With so many powerful processors in both AMD and Intel's hardware ranges, choosing the right CPU for your next gaming system upgrade can be a little difficult. Do you spend thousands of dollars on a top of the like extreme or Threadripper CPU, or do you go for something more mid-range, knowing that your graphics card will need to do the heavy lifting anyway?
To help you wade through the piles and get the best bang for your buck, we've put together our list of the best gaming CPUs you can buy right now.
Best gaming CPU
AMD Ryzen 2600
With six cores, 12 threads, a boosted frequency over its first-generation Ryzen predecessor and a similar price tag to Intel's Core i5-8400, the Ryzen 2600 is arguably the best bang-for-buck gaming CPU you can buy today. Yes the 2600X is a little faster, yes the i5-8400 is a little quicker too, but for the price, you can't beat the standard 2600, especially if you plan to overclock.

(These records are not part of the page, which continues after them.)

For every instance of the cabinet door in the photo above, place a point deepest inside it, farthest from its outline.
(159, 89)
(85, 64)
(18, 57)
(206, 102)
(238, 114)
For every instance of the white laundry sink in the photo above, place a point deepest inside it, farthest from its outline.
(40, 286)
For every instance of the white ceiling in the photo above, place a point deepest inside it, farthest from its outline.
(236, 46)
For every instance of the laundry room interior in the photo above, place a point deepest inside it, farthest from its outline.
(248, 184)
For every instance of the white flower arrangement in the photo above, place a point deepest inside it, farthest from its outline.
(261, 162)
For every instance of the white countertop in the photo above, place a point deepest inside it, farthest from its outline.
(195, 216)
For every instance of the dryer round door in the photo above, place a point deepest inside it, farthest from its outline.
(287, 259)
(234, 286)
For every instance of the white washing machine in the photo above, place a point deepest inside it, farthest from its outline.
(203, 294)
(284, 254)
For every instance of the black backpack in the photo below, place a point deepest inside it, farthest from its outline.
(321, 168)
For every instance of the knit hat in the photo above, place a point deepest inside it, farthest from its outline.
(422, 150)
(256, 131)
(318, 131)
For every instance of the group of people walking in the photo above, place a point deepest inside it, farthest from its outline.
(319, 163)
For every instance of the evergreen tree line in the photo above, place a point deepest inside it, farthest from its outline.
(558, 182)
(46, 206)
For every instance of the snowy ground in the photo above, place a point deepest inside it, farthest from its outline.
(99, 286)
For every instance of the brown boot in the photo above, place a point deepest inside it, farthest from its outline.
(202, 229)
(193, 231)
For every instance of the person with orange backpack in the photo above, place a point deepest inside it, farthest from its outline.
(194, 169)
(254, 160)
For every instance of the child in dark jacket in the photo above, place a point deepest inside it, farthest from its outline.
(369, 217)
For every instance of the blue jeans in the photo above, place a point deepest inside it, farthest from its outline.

Owners have regularly pushed it up to 4.3GHz with adequate cooling, making it faster than the 2600X at stock and more than a match for the Intel competition. With 12 threads it's an amazing multithreading chip too, which should be taken more advantage of in the next few years as Vulkan and DX12 APIs see more usage among developers.
You can find it for as little as $170 at some outlets too. If you have deeper pockets and don't plan to overclock the 2600X is a viable alternative.
Intel Core i5-8400
When Intel debuted its eighth-generation CPUs, the Core i5-8400 was the darling of the lot. A fantastic gaming chip with strong single and multi-core performance, it was part of the first-generation of Intel chips to sport six cores on the mid-range, although it does lack hyperthreading, which means its thread count is half that of the 2600.
Still, with a turbo frequency of 4GHz, it's plenty capable and is even a little faster in certain games. It's not possible to overclock it since this isn't an Intel K-series chip, but it should last you a good few years and will pair well with a decent mid to high-range graphics card.
Current pricing has it around $200.
If you need more power than the above two options and have extra cash to spare, there's nothing out there right now quite like the Intel Core i7-8700K. It sports six cores and 12 threads, with a turbo frequency that reaches the dizzying height of 4.7GHz. As we saw with the specially binned 8086-Anniversary Edition version of this CPU too, it can hit 5GHz on multiple cores if you get lucky and provide it with adequate cooling, which is ludicrously powerful.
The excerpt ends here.